Lawrence contacted Janssen directly after a friend saw esketamine on the news. The manufacturer helped him navigate seeking treatment, and his primary care physician then directed him to a psychiatrist who was cleared to administer it. After a month of communication between his insurer and Janssen, Lawrence was finally approved for the drug and two-hour observation period. He underwent eight treatments in the span of a month, the period of time approved by his insurance.
“During treatment, it totally eliminates depression and gives a novel perspective on life in general,” Lawrence says. “After the drug wears off, reality sets back in, but not in the way I’d come to expect it to.”

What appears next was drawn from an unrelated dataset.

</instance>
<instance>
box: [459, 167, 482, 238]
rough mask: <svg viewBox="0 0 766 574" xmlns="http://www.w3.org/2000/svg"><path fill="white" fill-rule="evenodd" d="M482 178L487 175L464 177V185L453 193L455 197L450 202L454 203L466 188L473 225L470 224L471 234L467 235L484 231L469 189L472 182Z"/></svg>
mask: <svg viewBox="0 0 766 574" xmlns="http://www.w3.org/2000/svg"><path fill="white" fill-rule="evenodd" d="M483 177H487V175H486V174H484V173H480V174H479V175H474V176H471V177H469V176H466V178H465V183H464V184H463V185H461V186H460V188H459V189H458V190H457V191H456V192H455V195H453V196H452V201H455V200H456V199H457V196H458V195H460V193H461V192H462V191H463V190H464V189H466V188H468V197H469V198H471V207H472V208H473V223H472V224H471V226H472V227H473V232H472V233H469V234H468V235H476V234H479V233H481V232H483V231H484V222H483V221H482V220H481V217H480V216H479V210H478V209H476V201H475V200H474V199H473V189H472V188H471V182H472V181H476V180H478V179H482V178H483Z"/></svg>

Lawrence found the level of severity on the scale of his depression and PTSD lowered with each treatment. He believes that effect would have continued if he were able to continue. Despite this success, Lawrence can’t afford further appointments, as he was already feeling the financial strain — despite insurance coverage, he still had to pay $200 each visit. He now self-administers a CBD nasal spray three times per day, and his condition continues to improve.
Esketamine proves an exciting development in the treatment of severe depression. But the lack of knowledge surrounding its effects leaves both doctors and patients with questions that only time and research can answer. Yet for those who are running out of options, financial accessibility might still be blocking this effective solution.